Gestärkt machen wir uns auf den Weg und haben nun genügend Zeit, die Stadt weiter zu erkunden und uns auf die Suche nach schönen Motiven zu machen. Viele Kostümträger lassen sich hier gerne vor antik-maroder Kulisse ablichten. Die meisten Kostüme haben aber kaum etwas mit der Historie der Stadt oder der Tradition des Karnevals in Venedig zu tun, sondern sind sehr fantasievoll und einfach zauberhaft. Und nicht gerade günstig auszuleihen. Meist gibt es Prozente auf den Mietpreis, wenn man eine Stunde damit durch die Stadt flaniert und die Ware für den optischen Genuss vermarktet. Wir suchen noch nebenbei die Strumpfhosen für die Herren und werden nördlich des Markusplatz fündig, in eben einem dieser Läden, die ein Rundum-Sorglos-Paket verleihen.

Wir gleiten den Kanal entlang und in der Nacht strahlen die hel erleuchteten Gebäude eine faszinierende Ästhetik aus.

Der große Maskenball

Palazzo Pisani Moretta

Am Abend verlassen wir das NH Venezia Laguna Palace, das einen eigenen Anleger hat, mit unserem Wassertaxi und fahren durch ein Labyrinth von Kanälen um die sternförmige Festung von Forte Marghera, um in San Giuliano der 'Via della Libertà' entlang zu fahren und Venedig von Nord-Osten zu umrunden, bis wir im Süden den Markusplatz passieren und in den 'Canale Grande' einbiegen.

Es regnet in Strömen und wir können die Silhouette der Stadt nur verschwommen wahrnehmen. Unser Taxi legt am 'Palazzo Pisani Moretta' an und wir huschen über die mit Samtteppich ausgekleideten Pontons durch eines der zwei Portale, die in die schwarz-weiß geflieste Empfangshalle des Palazzos hinein führen.

Der Palast liegt zwischen dem Palazzo Barbarigo della Terrazza und dem Palazzo Tiepolo an einer der schönsten Stellen des Canal Grande zwischen der Rialtobrücke und dem Palazzo Ca' Foscari. Errichtet wurde das Gebäude im Stil der Gotik, was man an der Verkleidung der Fenster im Piano nobile und im zweiten Stock deutlich erkennen kann. In seinen Mauern feiern wir nun den venezianischen Karneval.

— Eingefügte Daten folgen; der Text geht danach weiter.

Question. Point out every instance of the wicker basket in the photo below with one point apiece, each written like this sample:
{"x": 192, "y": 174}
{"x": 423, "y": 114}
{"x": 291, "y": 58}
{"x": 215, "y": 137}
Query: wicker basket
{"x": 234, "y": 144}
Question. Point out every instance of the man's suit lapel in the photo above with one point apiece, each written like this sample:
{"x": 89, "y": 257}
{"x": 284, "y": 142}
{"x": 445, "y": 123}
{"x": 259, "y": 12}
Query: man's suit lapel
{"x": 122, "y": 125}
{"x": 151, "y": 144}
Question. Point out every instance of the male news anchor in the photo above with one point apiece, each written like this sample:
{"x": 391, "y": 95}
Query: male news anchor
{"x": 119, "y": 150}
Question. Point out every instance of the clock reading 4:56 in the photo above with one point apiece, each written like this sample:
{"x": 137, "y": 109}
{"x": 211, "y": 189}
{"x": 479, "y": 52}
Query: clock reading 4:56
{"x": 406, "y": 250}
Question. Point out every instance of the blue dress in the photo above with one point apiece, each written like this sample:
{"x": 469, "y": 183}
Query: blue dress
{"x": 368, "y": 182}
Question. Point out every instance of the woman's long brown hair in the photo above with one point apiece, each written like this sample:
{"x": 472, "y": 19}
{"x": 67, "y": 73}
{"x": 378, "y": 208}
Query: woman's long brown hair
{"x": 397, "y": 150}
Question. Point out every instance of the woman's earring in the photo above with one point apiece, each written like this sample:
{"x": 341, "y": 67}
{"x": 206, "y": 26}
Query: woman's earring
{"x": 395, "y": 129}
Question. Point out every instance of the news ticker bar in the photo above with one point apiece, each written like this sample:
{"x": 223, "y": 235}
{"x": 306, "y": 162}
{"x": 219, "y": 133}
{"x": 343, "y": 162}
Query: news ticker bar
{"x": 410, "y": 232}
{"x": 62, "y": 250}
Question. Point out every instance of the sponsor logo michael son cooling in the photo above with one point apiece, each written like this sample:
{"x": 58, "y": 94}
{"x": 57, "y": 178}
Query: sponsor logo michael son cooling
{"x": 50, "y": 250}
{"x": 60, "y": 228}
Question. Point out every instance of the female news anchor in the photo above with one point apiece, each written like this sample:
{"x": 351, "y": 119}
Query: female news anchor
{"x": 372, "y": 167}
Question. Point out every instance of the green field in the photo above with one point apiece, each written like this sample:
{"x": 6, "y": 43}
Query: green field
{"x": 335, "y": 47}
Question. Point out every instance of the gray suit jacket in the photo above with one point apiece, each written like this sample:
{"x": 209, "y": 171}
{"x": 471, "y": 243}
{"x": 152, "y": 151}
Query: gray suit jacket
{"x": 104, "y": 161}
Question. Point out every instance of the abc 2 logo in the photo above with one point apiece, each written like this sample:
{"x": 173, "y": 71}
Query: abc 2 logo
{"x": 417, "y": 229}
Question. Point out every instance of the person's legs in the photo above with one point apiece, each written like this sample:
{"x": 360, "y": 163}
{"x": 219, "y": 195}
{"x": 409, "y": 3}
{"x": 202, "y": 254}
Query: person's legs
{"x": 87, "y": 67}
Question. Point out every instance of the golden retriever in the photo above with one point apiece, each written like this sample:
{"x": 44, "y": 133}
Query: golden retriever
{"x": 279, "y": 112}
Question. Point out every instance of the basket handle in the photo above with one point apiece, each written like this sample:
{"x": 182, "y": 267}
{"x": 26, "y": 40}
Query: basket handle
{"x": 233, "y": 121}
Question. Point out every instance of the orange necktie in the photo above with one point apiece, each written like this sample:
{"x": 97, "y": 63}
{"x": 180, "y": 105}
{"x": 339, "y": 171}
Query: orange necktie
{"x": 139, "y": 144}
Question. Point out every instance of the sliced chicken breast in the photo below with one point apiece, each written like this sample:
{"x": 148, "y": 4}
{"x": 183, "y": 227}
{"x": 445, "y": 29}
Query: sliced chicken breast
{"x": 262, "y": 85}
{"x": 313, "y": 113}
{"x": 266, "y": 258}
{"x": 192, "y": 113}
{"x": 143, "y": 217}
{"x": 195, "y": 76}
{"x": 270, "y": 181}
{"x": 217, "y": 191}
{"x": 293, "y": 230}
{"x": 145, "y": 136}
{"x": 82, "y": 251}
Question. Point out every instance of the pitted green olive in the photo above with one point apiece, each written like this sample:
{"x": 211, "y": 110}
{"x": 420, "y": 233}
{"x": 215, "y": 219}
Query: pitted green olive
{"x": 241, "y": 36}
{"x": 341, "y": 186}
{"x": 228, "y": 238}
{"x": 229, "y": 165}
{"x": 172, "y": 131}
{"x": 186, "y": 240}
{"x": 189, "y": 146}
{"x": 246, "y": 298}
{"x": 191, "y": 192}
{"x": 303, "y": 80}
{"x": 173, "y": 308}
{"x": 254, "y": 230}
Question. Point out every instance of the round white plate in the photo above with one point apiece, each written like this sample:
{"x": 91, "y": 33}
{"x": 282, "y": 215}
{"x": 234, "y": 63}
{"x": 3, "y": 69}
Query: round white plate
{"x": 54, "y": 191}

Wir sind zwar nicht für den Tiepolo Bal hier, aber uns erwartet ein unvergesslicher Abend in den alten Mauern, die sonst nicht für die Öffentlichkeit zugänglich sind. Den großen Salon in dem wir speisen, erreichen wir über eine prunkvolle Treppe. Wir durchschreiten die deckenhohe Türen und bewundern das renovierte Stockwerk: die Zimmer erhielten Spiegel und Kronleuchter, die in Murano hergestellt wurden, die Wände sind geschmückt mit gewobenen Tapeten und die Deckengemälde, die von Giambattista Tiepolo stammen, geben dem jetzt schon opulenten Erlebnis einen sehr gediegenen Rahmen.

Wir werden durch ein fantastisches Menü geführt und sind nun gestärkt für die Party in der Eingangshalle, die wir zu Beginn des Abends betreten hatten.

Heute glänzt das Pflaster der Stadt und spiegelt die Lichter der Fenster und Läden.

Regentag

Der Pegel steigt

Wasser ist ja ein fester Bestandteil der Stadt und wir erkunden die Stadt ein weiteres Mal - dieses Mal jedoch mit eigenem Flair.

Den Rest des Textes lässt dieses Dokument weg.